Görünen o ki hükümet, “yüksek faiz – düşük iç talep” ekseninde bir denge politikası izliyor. Bu stratejiyle ithalatın sınırlanması, kredi genişlemesinin frenlenmesi ve iç tüketimin baskılanması amaçlanıyor. Nitekim bu strateji sayesinde döviz talebi azalıyor, Cari Açık daralıyor. Ancak bu modelin bedeli, halkın harcama gücündeki dramatik düşüş olarak karşımıza çıkıyor.

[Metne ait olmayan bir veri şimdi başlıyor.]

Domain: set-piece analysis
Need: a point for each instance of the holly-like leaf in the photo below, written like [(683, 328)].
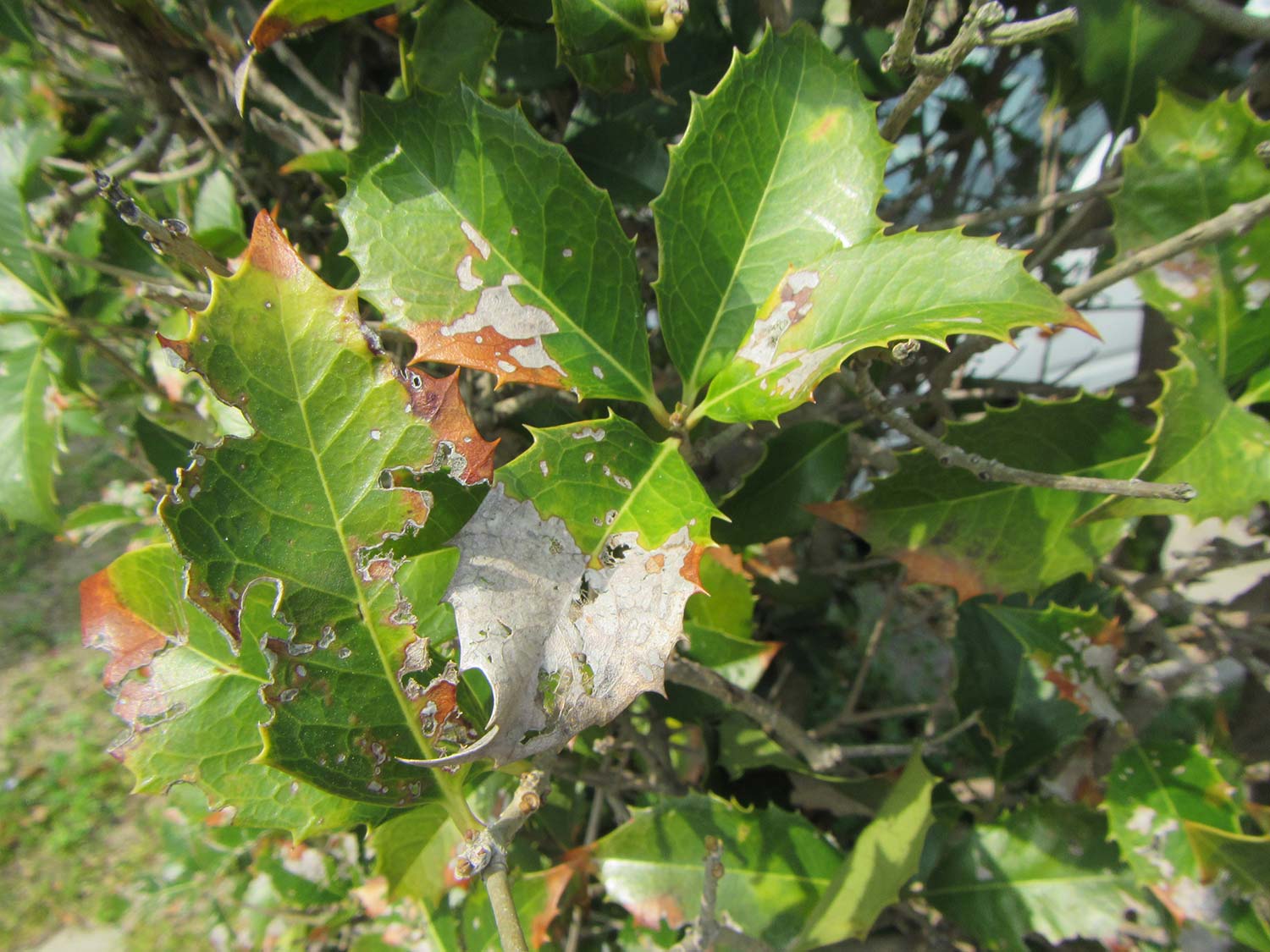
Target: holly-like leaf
[(591, 25), (454, 40), (1203, 438), (1190, 162), (1046, 868), (781, 162), (1245, 858), (914, 286), (490, 249), (320, 507), (883, 858), (284, 18), (1155, 790), (192, 698), (572, 581), (1034, 677), (28, 428), (949, 527), (800, 465), (1124, 48), (776, 866)]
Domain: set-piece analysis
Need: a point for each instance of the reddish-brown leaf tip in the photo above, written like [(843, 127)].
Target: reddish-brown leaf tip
[(111, 626), (271, 251)]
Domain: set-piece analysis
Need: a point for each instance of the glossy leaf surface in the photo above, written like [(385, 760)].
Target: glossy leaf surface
[(780, 164), (1190, 162), (319, 507), (192, 698), (881, 861), (1046, 868), (949, 527), (490, 249), (776, 866)]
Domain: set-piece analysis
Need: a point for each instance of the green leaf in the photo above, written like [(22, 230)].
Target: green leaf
[(284, 18), (781, 162), (452, 43), (192, 698), (319, 507), (1024, 672), (572, 581), (800, 465), (1124, 48), (914, 286), (1203, 438), (25, 286), (1156, 789), (489, 246), (1046, 868), (591, 25), (416, 852), (886, 857), (1245, 858), (1190, 162), (218, 223), (28, 428), (776, 866), (952, 528)]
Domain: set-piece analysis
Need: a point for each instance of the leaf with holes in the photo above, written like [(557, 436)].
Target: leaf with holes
[(192, 698), (955, 530), (1190, 162), (572, 581), (1201, 437), (1158, 786), (490, 249), (327, 507)]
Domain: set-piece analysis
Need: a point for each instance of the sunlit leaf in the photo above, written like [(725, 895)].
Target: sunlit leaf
[(776, 866), (1203, 438), (322, 507), (28, 426), (881, 861), (192, 700), (950, 527), (490, 249), (1190, 162), (1046, 868)]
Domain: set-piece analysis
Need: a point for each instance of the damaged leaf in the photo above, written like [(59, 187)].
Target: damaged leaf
[(916, 286), (780, 162), (1046, 868), (284, 18), (1190, 162), (490, 249), (1201, 437), (573, 579), (776, 866), (952, 528), (320, 508), (192, 700)]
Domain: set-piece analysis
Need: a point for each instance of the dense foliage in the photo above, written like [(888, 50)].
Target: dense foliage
[(605, 658)]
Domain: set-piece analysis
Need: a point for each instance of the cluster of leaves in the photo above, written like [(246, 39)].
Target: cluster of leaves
[(353, 609)]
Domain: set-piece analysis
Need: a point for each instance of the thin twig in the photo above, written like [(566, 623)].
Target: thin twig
[(901, 53), (1236, 220), (991, 470), (1035, 206)]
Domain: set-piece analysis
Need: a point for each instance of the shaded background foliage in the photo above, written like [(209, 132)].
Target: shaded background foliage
[(1092, 707)]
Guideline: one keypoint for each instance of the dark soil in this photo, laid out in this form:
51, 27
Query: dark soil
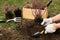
25, 30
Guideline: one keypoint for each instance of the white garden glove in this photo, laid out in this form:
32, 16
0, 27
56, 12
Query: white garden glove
50, 28
46, 21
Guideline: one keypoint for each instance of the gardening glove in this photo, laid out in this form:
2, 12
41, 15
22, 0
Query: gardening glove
50, 28
46, 21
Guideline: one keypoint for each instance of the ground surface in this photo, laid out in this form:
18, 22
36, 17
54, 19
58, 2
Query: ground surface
10, 31
24, 32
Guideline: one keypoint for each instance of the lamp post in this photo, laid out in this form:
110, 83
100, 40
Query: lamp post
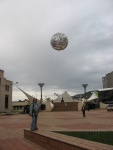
84, 86
41, 85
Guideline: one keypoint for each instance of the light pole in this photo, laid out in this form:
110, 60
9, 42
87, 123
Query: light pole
84, 86
41, 85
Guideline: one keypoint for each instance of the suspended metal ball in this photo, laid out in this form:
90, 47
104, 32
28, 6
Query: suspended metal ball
59, 41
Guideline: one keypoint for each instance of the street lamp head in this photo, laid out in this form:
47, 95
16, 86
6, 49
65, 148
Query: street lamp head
41, 84
84, 85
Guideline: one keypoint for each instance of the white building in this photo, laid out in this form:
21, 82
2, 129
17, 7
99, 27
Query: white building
5, 93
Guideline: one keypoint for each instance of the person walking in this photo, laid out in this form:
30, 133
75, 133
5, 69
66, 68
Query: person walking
34, 110
83, 110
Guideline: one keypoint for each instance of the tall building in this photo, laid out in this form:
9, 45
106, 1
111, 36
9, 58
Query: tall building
5, 93
108, 80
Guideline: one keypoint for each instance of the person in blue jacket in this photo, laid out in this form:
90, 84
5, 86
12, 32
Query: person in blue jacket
34, 110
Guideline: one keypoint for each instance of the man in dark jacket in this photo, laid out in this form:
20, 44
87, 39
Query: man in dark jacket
34, 110
83, 110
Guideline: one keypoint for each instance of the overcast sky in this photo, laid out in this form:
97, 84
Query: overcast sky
26, 55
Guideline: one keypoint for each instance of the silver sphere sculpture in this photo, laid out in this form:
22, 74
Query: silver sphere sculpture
59, 41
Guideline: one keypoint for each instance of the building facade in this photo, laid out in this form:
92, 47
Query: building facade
108, 80
5, 94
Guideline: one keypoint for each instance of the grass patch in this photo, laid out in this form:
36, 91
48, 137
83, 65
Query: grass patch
101, 137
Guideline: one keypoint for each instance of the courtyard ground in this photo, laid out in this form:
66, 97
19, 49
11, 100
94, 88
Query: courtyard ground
12, 126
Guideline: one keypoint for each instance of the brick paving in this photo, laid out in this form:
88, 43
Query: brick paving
12, 127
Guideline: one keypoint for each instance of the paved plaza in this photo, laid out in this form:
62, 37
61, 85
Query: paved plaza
12, 126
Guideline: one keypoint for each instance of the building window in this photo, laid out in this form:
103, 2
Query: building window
6, 101
7, 87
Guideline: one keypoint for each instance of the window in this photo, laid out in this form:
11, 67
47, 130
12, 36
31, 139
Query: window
6, 101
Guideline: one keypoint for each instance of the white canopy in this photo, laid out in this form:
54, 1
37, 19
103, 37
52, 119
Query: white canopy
66, 97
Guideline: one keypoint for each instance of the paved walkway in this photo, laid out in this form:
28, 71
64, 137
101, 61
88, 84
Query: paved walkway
12, 127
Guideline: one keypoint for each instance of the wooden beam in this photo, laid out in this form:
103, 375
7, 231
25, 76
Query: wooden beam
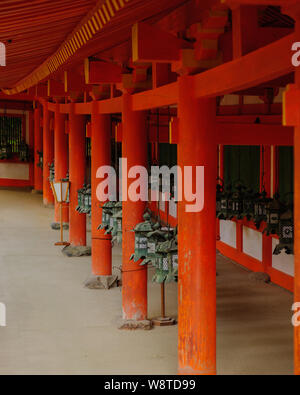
260, 2
56, 88
252, 134
74, 82
151, 44
164, 96
99, 72
262, 65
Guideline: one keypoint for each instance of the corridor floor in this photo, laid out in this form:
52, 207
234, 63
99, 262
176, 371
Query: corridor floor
56, 326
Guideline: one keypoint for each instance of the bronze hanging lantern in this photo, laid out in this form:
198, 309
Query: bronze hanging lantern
273, 210
286, 234
260, 208
238, 202
226, 211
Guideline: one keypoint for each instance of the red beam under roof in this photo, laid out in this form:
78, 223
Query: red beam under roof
36, 28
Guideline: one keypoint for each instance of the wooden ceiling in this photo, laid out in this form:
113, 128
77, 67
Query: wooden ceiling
33, 30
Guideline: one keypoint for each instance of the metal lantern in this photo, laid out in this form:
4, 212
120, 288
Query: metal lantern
141, 241
23, 152
5, 152
220, 189
110, 212
226, 210
106, 214
286, 234
273, 209
154, 237
260, 208
117, 228
248, 204
238, 202
40, 163
173, 260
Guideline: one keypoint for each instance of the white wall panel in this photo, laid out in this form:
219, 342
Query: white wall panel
14, 171
228, 232
252, 243
283, 262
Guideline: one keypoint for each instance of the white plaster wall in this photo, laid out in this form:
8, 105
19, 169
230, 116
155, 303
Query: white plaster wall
283, 262
14, 171
228, 232
252, 243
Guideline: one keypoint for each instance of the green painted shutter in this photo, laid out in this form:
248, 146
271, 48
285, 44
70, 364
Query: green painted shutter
242, 163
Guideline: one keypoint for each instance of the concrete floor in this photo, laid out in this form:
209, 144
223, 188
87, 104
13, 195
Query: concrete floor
56, 326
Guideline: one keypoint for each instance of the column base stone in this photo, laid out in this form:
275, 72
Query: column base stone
56, 226
132, 325
77, 251
102, 282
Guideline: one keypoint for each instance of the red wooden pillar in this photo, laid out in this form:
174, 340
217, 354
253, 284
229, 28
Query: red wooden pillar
48, 156
197, 236
77, 165
38, 147
101, 156
134, 289
61, 158
297, 215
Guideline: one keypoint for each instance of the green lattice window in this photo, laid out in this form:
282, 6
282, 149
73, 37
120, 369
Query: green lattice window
242, 163
285, 173
11, 132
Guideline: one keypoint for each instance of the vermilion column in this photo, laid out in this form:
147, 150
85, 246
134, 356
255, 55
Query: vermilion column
77, 164
134, 277
61, 158
197, 236
38, 147
297, 217
101, 156
48, 151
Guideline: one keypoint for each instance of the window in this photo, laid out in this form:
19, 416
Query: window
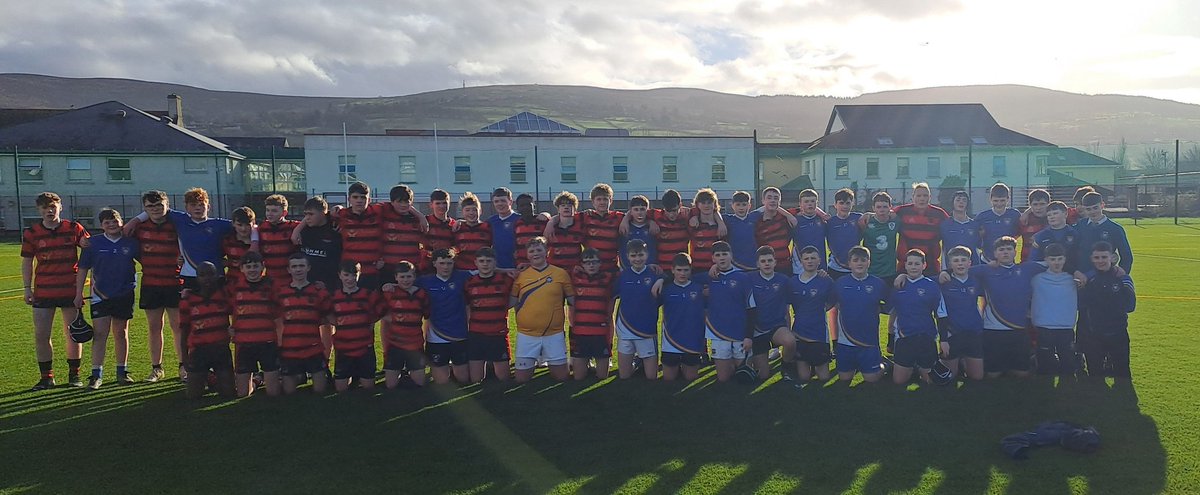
670, 168
78, 170
517, 171
568, 174
408, 170
119, 171
621, 168
873, 168
30, 171
718, 168
462, 170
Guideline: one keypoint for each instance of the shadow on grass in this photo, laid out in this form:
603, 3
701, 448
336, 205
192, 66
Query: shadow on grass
627, 436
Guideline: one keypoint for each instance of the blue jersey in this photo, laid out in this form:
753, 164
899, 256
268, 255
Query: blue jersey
637, 315
448, 305
915, 305
858, 310
683, 317
771, 299
112, 266
504, 239
810, 300
993, 226
961, 300
955, 233
741, 238
1007, 294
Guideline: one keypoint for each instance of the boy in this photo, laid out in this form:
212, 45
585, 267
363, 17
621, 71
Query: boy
999, 221
683, 322
303, 308
255, 339
637, 316
960, 329
487, 294
811, 296
204, 315
159, 294
592, 316
402, 337
109, 258
859, 297
54, 243
1054, 314
1107, 300
915, 306
538, 296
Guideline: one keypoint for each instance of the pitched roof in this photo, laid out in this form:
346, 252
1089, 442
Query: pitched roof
108, 126
893, 126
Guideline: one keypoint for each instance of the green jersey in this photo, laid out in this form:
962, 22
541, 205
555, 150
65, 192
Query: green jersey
881, 239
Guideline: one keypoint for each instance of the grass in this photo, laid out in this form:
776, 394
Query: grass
627, 437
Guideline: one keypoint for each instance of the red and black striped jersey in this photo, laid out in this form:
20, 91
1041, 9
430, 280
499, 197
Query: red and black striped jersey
354, 317
303, 311
593, 303
361, 236
160, 254
275, 244
204, 318
469, 238
601, 232
401, 236
406, 310
672, 238
55, 252
487, 304
252, 305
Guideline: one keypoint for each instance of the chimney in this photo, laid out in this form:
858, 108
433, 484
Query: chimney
175, 109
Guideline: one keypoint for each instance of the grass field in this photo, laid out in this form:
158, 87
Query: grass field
628, 437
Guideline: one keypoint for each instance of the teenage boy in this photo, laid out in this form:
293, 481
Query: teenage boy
159, 294
591, 317
683, 322
204, 315
109, 257
487, 294
637, 315
811, 296
48, 266
304, 308
255, 339
538, 296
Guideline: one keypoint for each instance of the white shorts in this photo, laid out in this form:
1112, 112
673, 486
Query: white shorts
641, 347
726, 350
550, 349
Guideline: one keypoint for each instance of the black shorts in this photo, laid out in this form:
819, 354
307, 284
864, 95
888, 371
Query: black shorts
591, 346
402, 359
916, 351
447, 353
120, 308
1006, 350
300, 367
159, 297
253, 357
361, 367
210, 357
813, 353
681, 359
487, 347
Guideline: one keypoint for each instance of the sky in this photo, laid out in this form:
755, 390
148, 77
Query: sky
814, 47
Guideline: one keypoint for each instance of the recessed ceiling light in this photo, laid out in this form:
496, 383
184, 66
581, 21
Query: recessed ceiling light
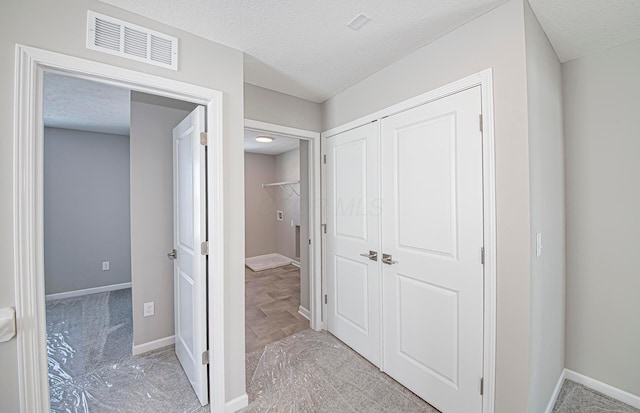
360, 20
264, 139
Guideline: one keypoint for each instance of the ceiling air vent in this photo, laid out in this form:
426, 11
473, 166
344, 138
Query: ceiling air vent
120, 38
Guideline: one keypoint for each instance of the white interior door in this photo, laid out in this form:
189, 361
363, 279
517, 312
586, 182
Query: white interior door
189, 229
353, 213
433, 227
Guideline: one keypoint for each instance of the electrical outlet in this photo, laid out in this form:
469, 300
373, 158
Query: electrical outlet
149, 309
538, 244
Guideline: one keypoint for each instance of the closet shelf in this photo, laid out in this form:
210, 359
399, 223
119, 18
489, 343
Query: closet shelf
284, 184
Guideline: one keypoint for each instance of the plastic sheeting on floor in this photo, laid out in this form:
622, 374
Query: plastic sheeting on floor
91, 368
314, 372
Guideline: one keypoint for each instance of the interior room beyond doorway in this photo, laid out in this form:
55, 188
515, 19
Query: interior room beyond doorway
276, 233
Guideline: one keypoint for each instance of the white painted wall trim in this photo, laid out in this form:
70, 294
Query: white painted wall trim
153, 345
28, 240
304, 312
315, 212
604, 388
556, 393
483, 79
236, 404
87, 291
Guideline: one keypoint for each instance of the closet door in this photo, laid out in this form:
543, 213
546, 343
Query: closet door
433, 233
353, 214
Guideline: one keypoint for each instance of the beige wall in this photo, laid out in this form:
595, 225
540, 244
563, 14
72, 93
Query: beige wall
495, 40
60, 26
601, 109
304, 225
152, 217
546, 171
260, 207
287, 169
274, 107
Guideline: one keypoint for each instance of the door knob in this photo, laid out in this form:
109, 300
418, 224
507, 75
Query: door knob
173, 254
388, 259
372, 255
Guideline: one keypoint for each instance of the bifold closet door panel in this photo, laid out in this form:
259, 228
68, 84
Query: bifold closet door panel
432, 227
353, 214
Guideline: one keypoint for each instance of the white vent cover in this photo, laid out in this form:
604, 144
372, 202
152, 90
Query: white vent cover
120, 38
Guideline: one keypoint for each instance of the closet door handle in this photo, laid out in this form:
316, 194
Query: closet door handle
173, 254
388, 259
372, 255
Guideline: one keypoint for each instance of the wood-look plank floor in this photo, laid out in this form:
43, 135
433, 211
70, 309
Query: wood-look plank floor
272, 299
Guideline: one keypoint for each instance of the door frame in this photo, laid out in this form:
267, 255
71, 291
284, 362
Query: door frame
484, 79
315, 217
28, 240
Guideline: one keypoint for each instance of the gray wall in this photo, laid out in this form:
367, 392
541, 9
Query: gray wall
546, 171
494, 40
61, 27
601, 109
260, 207
304, 224
86, 210
287, 169
152, 215
274, 107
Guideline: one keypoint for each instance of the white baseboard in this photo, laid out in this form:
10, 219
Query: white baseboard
87, 291
304, 312
621, 395
236, 404
153, 345
556, 392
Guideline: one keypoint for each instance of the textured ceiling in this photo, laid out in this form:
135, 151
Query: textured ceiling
72, 103
280, 144
577, 28
303, 47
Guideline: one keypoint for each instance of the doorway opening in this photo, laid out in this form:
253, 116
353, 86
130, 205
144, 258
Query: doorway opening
277, 241
109, 219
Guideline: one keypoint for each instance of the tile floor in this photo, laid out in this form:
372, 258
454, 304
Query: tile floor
272, 299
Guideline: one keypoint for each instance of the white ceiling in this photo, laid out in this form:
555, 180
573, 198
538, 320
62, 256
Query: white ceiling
577, 28
303, 47
280, 144
72, 103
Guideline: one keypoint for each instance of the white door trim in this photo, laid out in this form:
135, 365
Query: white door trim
315, 218
483, 79
28, 241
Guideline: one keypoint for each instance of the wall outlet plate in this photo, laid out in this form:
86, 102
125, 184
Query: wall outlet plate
538, 244
149, 309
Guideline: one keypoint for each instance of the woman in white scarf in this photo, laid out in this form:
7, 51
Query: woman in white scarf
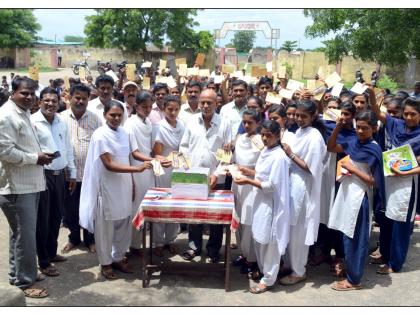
248, 147
106, 193
140, 128
169, 132
271, 216
307, 153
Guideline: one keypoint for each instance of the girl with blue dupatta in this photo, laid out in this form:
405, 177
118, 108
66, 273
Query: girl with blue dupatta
356, 197
401, 190
329, 238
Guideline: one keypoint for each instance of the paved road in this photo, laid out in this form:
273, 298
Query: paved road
81, 285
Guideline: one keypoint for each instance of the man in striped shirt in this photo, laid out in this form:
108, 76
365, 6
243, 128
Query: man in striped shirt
21, 180
81, 124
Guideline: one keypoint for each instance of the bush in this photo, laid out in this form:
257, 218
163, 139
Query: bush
385, 82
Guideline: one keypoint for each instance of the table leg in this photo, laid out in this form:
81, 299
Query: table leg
144, 267
227, 259
151, 242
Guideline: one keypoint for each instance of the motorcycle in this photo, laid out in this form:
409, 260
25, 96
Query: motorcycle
77, 65
104, 66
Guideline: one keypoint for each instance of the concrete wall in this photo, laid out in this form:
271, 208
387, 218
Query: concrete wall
306, 64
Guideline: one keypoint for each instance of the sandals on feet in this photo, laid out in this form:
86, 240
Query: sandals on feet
384, 270
108, 273
122, 266
67, 248
345, 286
50, 271
35, 293
259, 288
189, 255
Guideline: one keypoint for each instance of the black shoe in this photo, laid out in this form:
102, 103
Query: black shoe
239, 261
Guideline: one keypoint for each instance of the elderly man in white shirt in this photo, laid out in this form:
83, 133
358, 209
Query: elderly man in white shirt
105, 87
21, 180
54, 138
191, 107
233, 111
205, 133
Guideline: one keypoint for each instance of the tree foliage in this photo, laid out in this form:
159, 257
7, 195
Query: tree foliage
133, 29
243, 41
289, 45
385, 36
18, 28
73, 38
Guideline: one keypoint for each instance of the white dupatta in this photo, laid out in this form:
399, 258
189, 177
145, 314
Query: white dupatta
96, 185
310, 147
272, 169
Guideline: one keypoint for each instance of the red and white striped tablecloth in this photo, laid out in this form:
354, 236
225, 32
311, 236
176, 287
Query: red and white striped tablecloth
159, 206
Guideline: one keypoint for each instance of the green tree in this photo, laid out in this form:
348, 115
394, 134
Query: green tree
73, 38
18, 28
289, 45
385, 36
243, 41
133, 29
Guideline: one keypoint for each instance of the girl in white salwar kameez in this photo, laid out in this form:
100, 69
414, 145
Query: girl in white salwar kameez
169, 132
271, 216
248, 147
306, 154
106, 193
356, 199
140, 127
278, 113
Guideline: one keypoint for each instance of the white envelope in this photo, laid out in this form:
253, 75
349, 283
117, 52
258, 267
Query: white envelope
112, 74
294, 85
337, 89
146, 64
332, 79
358, 88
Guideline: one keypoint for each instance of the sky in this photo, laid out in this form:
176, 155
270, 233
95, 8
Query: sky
56, 23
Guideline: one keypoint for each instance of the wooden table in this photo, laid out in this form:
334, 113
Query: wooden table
159, 206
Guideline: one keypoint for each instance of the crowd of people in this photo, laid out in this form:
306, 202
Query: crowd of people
82, 156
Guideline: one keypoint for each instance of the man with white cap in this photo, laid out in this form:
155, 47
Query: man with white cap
130, 90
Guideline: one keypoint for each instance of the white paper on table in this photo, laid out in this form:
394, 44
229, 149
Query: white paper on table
146, 64
273, 98
238, 74
338, 87
112, 74
286, 93
157, 168
332, 79
358, 88
182, 70
294, 85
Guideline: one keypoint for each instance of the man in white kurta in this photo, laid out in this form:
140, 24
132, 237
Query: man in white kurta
206, 132
106, 197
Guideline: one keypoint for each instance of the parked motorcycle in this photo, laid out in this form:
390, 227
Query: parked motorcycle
104, 66
77, 65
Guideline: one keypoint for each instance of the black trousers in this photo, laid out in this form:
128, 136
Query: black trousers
50, 212
195, 236
71, 217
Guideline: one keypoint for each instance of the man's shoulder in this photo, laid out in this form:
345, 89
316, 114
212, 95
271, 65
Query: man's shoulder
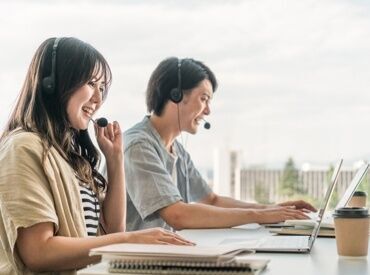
139, 133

Bakan Şimşek’in “sürdürülebilir cari denge” vurgusu teknik olarak yerinde. Ancak bu söylemin kalıcı olabilmesi için imalat sanayinin dönüşmesi, teknoloji yatırımlarının artması ve yüksek katma değerli üretime geçilmesi gerekiyor. Bugün elde edilen fazla, yapısal bir üretim artışından çok politik sıkılaşmanın kısa vadeli sonuçlarına dayanıyor.
Kabul edelim ki cari açıkta yaşanan gerileme, ekonomi yönetiminin piyasayla uyumlu adımlar attığını gösteriyor. Ancak bu tabloyu gerçek bir başarı hikayesine dönüştürebilmek, yalnızca makro verilerle değil, sosyal refahı artıracak mikro politikalarla mümkün. Enflasyon, işsizlik ve gelir dağılımı gibi alanlarda kalıcı iyileşme olmadan, fazla veren bir ekonomi bile geniş kitlelerin refahını garanti edemez.
Şimşek’in açıklamaları, “doğru yoldayız” diyor. Ama bu yolun gerçekten doğru olup olmadığını, rakamların arkasındaki hikâyeyi anlamadan karar veremeyiz.